Quand la douleur au flanc devient insupportable, on se rend souvent aux urgences. Les calculs urinaires, cause fréquente de ce type de douleur, touchent un nombre de patients en hausse régulière ces dernières années, sous l’effet de l’évolution des habitudes alimentaires et du vieillissement de la population. Sans prise en charge, ils peuvent entraîner une baisse de la fonction rénale, une infection des voies urinaires et, dans les cas graves, évoluer vers une septicémie. D’où l’importance d’un traitement rapide et sûr.
Dans ce contexte, l’hôpital Gil de l’université Gachon a annoncé, le 20, avoir été le premier, parmi les hôpitaux universitaires de la zone de la côte Ouest et de la région d’Incheon, à se doter d’un urétéroscope aspiratif (FANS).
Pour les calculs de 2 cm ou moins, la chirurgie par urétéroscopie souple (RIRS), qui permet d’accéder par les voies urinaires naturelles sans incision cutanée, s’est imposée comme traitement standard. Mais cette technique présente aussi des limites.
Pourquoi les techniques existantes ne suffisaient-elles pas ?
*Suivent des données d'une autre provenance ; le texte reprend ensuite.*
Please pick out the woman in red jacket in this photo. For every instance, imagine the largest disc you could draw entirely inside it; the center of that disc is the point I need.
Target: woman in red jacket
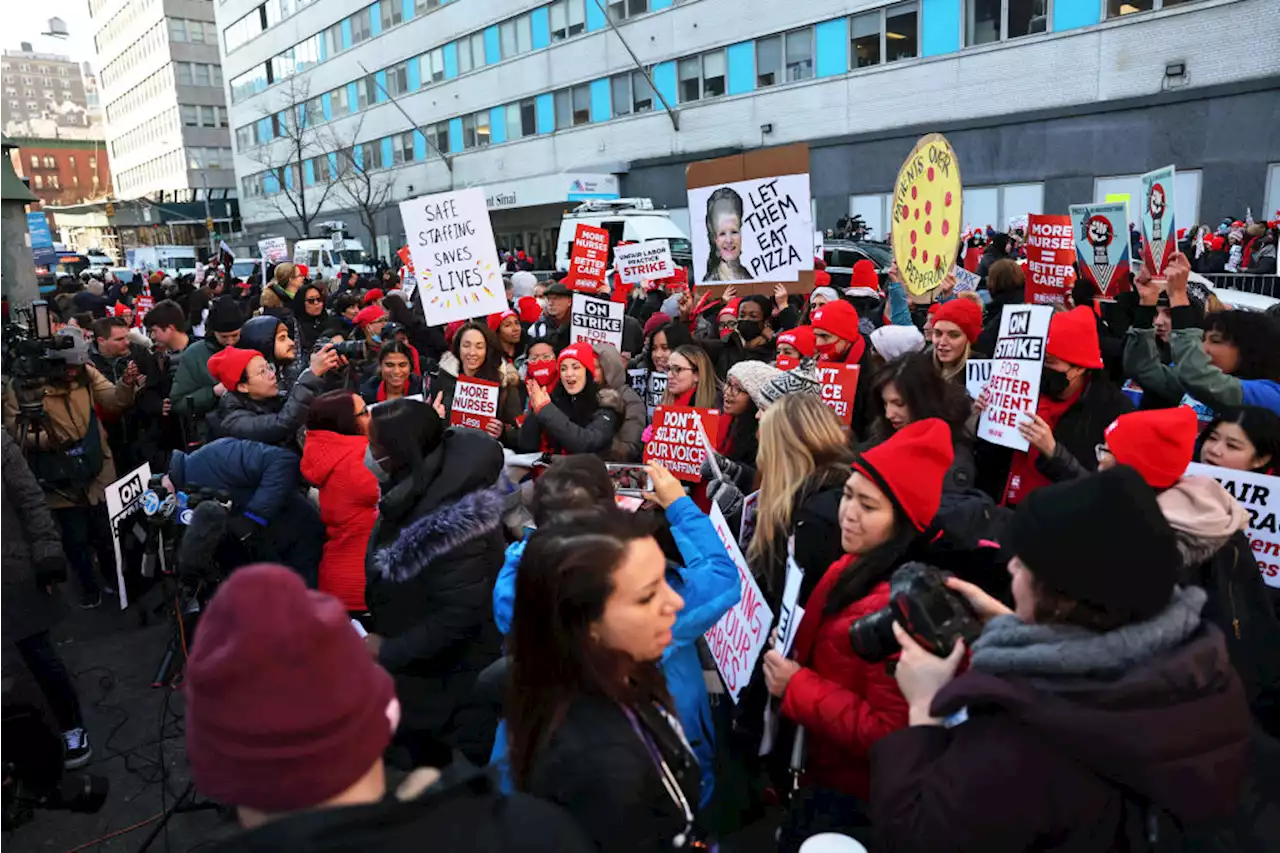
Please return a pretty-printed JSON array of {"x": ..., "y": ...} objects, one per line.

Lorsqu’on fragmente le calcul au laser, il faut faire circuler en continu un liquide d’irrigation. Or, si la pression augmente dans le bassinet rénal (la cavité où l’urine collectée par le rein s’accumule), des bactéries ou des médiateurs inflammatoires peuvent passer dans la circulation sanguine, ce qui accroît le risque d’infection urinaire ou de septicémie. Certains patients, malgré une ablation réussie du calcul, se retrouvent ainsi confrontés à des complications, souligne l’établissement.
Le FANS, nouvellement introduit, vise à corriger ce problème en aspirant simultanément les fragments de calcul brisés au laser et le liquide d’irrigation. En maintenant une pression stable à l’intérieur du rein tout en retirant jusqu’aux plus petits fragments, il améliore aussi la visibilité opératoire et réduit les risques d’infection et de septicémie. L’hôpital précise qu’il permet également de retirer en une seule fois des calculs volumineux de plus de 2 cm.

Pourquoi est-ce d’autant plus nécessaire chez les patients âgés ou diabétiques ?
Le Pr Park Tae-young, urologue, a souligné que l’intérêt de cet équipement est particulièrement marqué chez les patients exposés à un risque élevé de complications.
« L’urétéroscope aspiratif est une technologie thérapeutique de dernière génération qui permet d’augmenter à la fois la précision et la sécurité de l’intervention, en maintenant de manière stable la pression à l’intérieur du rein tout en retirant en continu les fragments de calcul pendant l’opération », a-t-il déclaré. « Nous nous attendons à ce qu’il soit particulièrement utile pour les patients à haut risque de complications, comme les personnes âgées, les patients diabétiques ou ceux présentant des calculs infectés », a-t-il ajouté. Il a poursuivi : « Nous sommes entrés dans une époque où, dans le traitement des calculs, il est plus important encore que la rapidité d’ablation de prévenir efficacement, pendant l’intervention, des complications telles que l’infection et la septicémie. »
L’hôpital Gil de l’université Gachon explique que l’introduction de cet équipement lui a permis de mettre en place un dispositif de prise en charge personnalisée pour les patients dont le traitement est difficile calculs géants, multiples, infectés ou récidivants ainsi que pour les patients à haut risque, notamment les personnes âgées, les patients diabétiques, ceux atteints de maladie rénale chronique ou prenant des anticoagulants. Si nécessaire, l’établissement prévoit de proposer une prise en charge intégrée, en collaboration avec les services de maladies infectieuses, de néphrologie, de radiologie et d’anesthésie-réanimation et d’algologie, afin de réduire les complications avant et après l’intervention et d’accélérer la récupération.
Le Pr Park Il-woo a déclaré : « À l’avenir, nous continuerons de renforcer notre rôle d’hôpital universitaire de référence régional en offrant aux patients atteints de calculs urinaires sévères et complexes les traitements les plus sûrs et de la plus haute qualité, en nous appuyant sur les technologies médicales les plus récentes, une riche expérience clinique et un système de concertation pluridisciplinaire. »
En cas de douleurs répétées au flanc ou d’urines devenant troubles, symptômes pouvant faire suspecter des calculs urinaires, il est plus sûr de consulter en urologie avant que la taille du calcul n’augmente.